🤖 AI Summary
This work addresses a critical security gap in LLM-driven data agents, which exhibit novel composite vulnerabilities arising from the integration of database access, analytical tools, and multi-step reasoning—threats unaddressed by conventional database or general-purpose LLM security mechanisms. The study proposes the first eight-layer vulnerability model tailored to data agents and introduces a comprehensive attack taxonomy encompassing three objectives, seven tactics, and fourteen techniques. Through layered security modeling, LLM-generated attack payloads, and red-team evaluations grounded in real-world database schemas, the authors conduct a systematic assessment of four open-source agents and two cloud-based services. Their analysis reveals widespread high-severity vulnerabilities and distills four key security practices, thereby establishing the first systematic foundation for securing data agents.
📝 Abstract
Data agents integrate LLM-driven reasoning with relational data access, executable analytical tools, and multi-step workflow orchestration, making them increasingly central to enterprise analytics.
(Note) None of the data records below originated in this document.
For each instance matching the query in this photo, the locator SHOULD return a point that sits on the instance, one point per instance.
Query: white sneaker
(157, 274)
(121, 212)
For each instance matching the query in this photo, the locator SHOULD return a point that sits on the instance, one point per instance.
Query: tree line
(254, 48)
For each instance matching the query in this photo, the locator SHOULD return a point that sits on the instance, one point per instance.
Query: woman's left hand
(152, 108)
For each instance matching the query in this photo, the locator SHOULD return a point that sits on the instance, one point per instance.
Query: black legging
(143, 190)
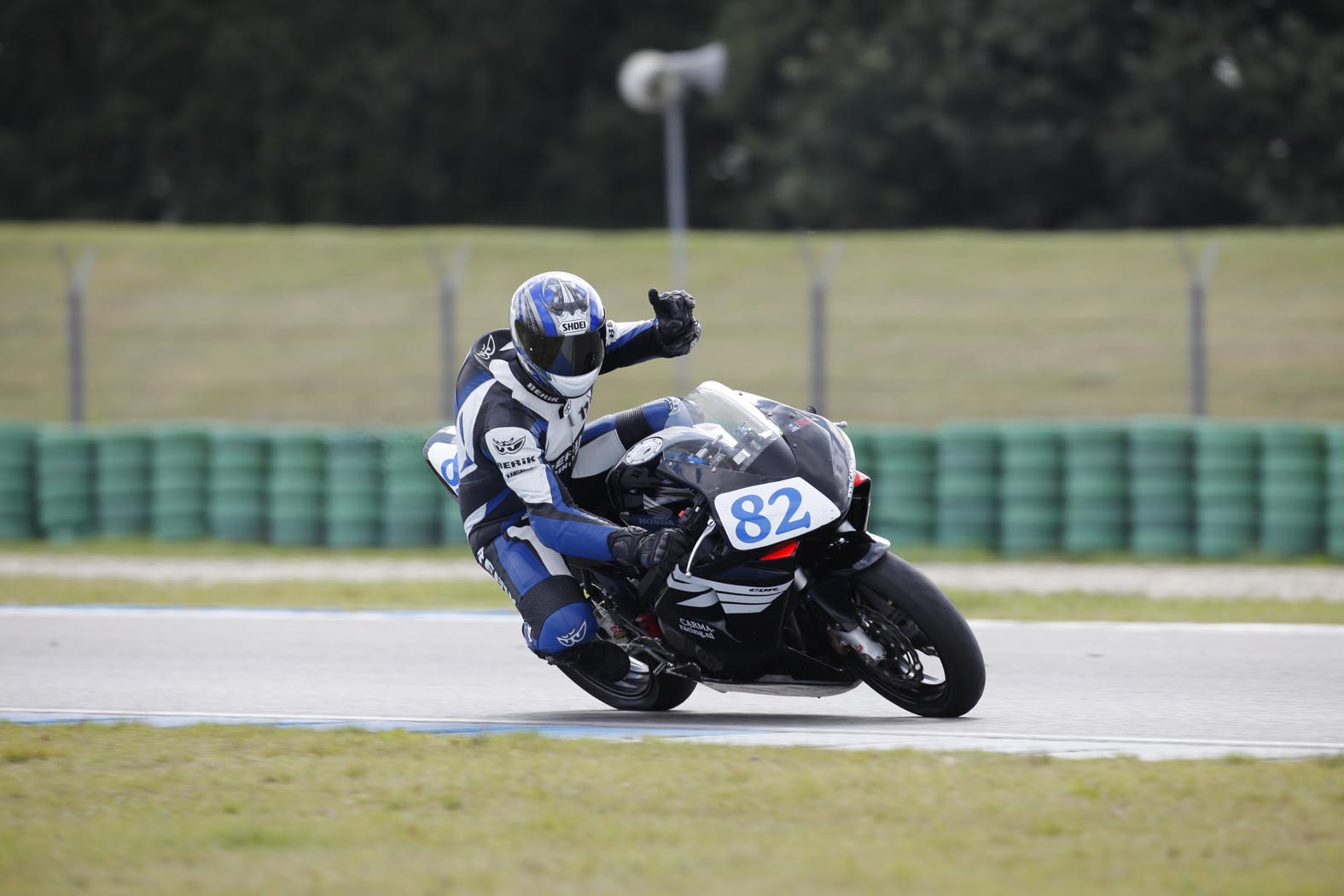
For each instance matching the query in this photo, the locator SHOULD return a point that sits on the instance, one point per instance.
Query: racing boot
(598, 659)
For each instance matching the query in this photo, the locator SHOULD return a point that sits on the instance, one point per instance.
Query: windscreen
(742, 433)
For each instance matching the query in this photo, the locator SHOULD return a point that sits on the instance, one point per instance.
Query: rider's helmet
(556, 322)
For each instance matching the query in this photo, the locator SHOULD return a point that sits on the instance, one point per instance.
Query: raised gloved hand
(638, 550)
(675, 324)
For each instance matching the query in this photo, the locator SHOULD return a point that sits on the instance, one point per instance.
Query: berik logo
(509, 446)
(486, 351)
(542, 394)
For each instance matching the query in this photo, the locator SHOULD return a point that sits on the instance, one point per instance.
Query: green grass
(131, 809)
(486, 596)
(339, 324)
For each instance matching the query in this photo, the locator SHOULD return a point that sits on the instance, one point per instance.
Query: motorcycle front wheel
(640, 690)
(932, 664)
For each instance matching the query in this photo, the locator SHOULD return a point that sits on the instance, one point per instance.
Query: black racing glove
(675, 324)
(638, 550)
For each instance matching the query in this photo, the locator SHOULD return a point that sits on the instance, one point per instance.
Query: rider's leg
(608, 438)
(558, 622)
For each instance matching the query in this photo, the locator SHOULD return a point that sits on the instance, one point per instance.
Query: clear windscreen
(742, 433)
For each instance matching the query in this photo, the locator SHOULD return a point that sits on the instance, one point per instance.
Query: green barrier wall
(1149, 486)
(18, 482)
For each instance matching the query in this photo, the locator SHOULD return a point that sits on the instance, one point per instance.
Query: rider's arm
(631, 344)
(672, 332)
(558, 523)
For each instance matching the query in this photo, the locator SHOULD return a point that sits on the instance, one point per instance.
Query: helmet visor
(565, 355)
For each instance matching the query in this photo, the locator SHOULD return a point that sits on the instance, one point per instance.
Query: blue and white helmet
(558, 322)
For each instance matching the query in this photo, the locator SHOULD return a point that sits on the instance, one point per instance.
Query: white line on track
(511, 618)
(1066, 688)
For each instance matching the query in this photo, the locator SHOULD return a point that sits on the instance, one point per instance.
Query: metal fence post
(77, 281)
(820, 276)
(449, 276)
(1199, 277)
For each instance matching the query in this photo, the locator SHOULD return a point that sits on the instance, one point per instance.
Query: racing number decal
(746, 510)
(761, 515)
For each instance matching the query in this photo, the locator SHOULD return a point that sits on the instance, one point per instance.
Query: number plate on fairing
(762, 515)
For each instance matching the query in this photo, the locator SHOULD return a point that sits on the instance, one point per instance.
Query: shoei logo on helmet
(573, 636)
(563, 299)
(509, 446)
(643, 451)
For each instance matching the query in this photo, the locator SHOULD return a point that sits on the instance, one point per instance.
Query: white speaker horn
(649, 79)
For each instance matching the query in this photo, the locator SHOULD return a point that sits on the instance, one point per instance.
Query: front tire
(906, 613)
(640, 690)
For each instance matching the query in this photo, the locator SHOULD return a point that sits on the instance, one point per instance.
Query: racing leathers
(523, 453)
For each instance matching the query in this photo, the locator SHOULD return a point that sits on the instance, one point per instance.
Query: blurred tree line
(846, 113)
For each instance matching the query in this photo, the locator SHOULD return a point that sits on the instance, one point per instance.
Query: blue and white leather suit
(523, 451)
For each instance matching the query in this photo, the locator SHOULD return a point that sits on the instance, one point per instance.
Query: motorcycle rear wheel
(906, 613)
(640, 690)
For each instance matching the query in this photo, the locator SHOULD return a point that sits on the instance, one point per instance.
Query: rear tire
(638, 690)
(904, 608)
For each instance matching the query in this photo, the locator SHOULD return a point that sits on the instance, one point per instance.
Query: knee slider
(567, 627)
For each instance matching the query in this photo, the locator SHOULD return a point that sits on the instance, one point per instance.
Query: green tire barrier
(902, 465)
(123, 482)
(18, 482)
(1150, 486)
(1335, 492)
(1293, 489)
(354, 488)
(1161, 488)
(1096, 488)
(413, 508)
(1226, 489)
(65, 484)
(179, 465)
(967, 486)
(238, 484)
(1030, 488)
(296, 488)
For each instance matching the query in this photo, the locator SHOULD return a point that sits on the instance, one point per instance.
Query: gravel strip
(1288, 583)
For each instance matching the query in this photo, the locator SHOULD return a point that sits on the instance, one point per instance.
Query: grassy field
(221, 811)
(486, 596)
(340, 324)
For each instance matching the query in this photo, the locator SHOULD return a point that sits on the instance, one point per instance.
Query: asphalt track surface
(1154, 580)
(1156, 690)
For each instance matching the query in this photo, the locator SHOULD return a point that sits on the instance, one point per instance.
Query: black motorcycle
(784, 590)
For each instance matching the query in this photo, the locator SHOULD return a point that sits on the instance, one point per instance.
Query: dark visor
(565, 355)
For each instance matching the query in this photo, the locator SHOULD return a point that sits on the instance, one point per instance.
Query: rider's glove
(675, 324)
(638, 550)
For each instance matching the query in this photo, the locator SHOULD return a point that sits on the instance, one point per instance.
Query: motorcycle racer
(526, 445)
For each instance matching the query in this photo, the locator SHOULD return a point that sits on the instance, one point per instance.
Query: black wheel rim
(904, 671)
(636, 685)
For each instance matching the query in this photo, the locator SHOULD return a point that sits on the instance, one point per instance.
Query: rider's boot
(598, 659)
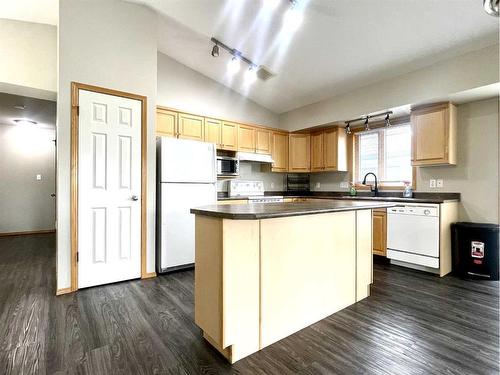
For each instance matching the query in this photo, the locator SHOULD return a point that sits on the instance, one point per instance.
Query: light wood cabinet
(262, 141)
(279, 152)
(299, 151)
(329, 150)
(317, 152)
(166, 123)
(434, 135)
(380, 232)
(229, 136)
(213, 130)
(246, 138)
(191, 127)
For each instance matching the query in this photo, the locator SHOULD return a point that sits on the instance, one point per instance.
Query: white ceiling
(41, 111)
(341, 45)
(39, 11)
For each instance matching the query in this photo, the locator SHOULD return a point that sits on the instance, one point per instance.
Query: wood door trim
(75, 87)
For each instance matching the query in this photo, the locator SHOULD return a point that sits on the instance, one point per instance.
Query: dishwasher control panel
(417, 210)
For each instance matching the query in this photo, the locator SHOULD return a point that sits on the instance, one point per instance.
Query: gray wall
(476, 174)
(26, 204)
(110, 44)
(183, 88)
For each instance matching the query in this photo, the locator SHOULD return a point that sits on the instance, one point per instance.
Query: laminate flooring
(413, 323)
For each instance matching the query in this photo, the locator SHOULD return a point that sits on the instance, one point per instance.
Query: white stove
(253, 190)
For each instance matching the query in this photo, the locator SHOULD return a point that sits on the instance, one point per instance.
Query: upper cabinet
(279, 152)
(213, 130)
(166, 123)
(246, 138)
(262, 141)
(229, 136)
(329, 150)
(299, 151)
(191, 127)
(434, 130)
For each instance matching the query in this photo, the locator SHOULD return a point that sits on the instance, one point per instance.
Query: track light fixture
(233, 65)
(387, 120)
(215, 50)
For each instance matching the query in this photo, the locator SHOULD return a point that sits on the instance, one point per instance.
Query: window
(385, 152)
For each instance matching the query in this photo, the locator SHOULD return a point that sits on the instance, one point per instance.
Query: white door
(109, 189)
(177, 223)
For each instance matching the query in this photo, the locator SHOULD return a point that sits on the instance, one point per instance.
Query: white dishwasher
(413, 234)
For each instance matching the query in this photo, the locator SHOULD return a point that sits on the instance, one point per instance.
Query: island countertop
(257, 211)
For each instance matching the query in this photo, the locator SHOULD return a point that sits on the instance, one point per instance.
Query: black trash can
(475, 250)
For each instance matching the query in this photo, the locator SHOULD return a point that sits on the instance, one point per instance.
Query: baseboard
(63, 291)
(25, 233)
(148, 275)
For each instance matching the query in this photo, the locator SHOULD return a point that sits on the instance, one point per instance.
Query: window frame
(379, 127)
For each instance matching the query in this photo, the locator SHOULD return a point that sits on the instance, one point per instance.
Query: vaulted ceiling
(341, 45)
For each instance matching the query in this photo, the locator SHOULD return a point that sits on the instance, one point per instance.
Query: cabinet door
(263, 141)
(229, 136)
(299, 153)
(379, 232)
(246, 138)
(166, 123)
(280, 152)
(191, 127)
(213, 131)
(317, 152)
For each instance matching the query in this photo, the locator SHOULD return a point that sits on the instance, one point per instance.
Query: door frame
(75, 87)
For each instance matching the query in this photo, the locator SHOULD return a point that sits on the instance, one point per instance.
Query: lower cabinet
(380, 232)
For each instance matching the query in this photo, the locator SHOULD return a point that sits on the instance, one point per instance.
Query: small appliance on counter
(253, 190)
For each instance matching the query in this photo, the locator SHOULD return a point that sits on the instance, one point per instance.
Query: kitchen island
(265, 271)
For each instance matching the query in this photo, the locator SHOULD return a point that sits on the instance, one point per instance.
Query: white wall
(110, 44)
(472, 70)
(28, 57)
(476, 174)
(182, 88)
(26, 204)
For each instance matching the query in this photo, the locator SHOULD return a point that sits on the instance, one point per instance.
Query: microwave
(228, 166)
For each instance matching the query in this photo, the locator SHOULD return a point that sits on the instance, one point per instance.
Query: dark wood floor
(413, 323)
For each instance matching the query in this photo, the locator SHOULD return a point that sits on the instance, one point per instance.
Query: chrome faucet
(373, 188)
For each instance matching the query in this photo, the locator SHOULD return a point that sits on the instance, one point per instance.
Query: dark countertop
(418, 197)
(258, 211)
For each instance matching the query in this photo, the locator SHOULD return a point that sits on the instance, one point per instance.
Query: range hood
(250, 156)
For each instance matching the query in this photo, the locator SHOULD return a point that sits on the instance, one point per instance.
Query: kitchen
(292, 216)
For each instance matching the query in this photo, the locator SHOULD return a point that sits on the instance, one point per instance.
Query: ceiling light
(233, 66)
(367, 126)
(491, 7)
(292, 19)
(387, 120)
(251, 75)
(215, 51)
(25, 122)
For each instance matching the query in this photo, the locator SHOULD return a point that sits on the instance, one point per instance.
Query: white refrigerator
(187, 178)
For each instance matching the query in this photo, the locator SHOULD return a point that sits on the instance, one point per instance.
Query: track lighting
(387, 120)
(233, 66)
(215, 51)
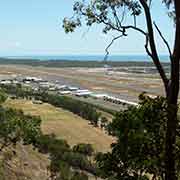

This integration introduces new security vulnerabilities across data resources, database execution, and agent reasoning, recombining concerns from database security and general-purpose LLM-agent security into failure modes that neither line of work captures on its own. To address this gap, we present a systematic security study of data agents. Our contributions are threefold. First, we develop a layered vulnerability framework that identifies eight data agent-specific risks across interpretation, execution, and policy layers. Second, we introduce an attack taxonomy organized by adversary goal, tactic, and technique, covering three goals, seven tactics, and fourteen techniques, and pair it with an LLM-driven payload generation pipeline grounded in real database schemas. Third, we evaluate these attacks on six systems, including four open-source data agents and two production cloud analytics services. Our experiments reveal substantial security vulnerabilities across current systems and yield four key takeaways.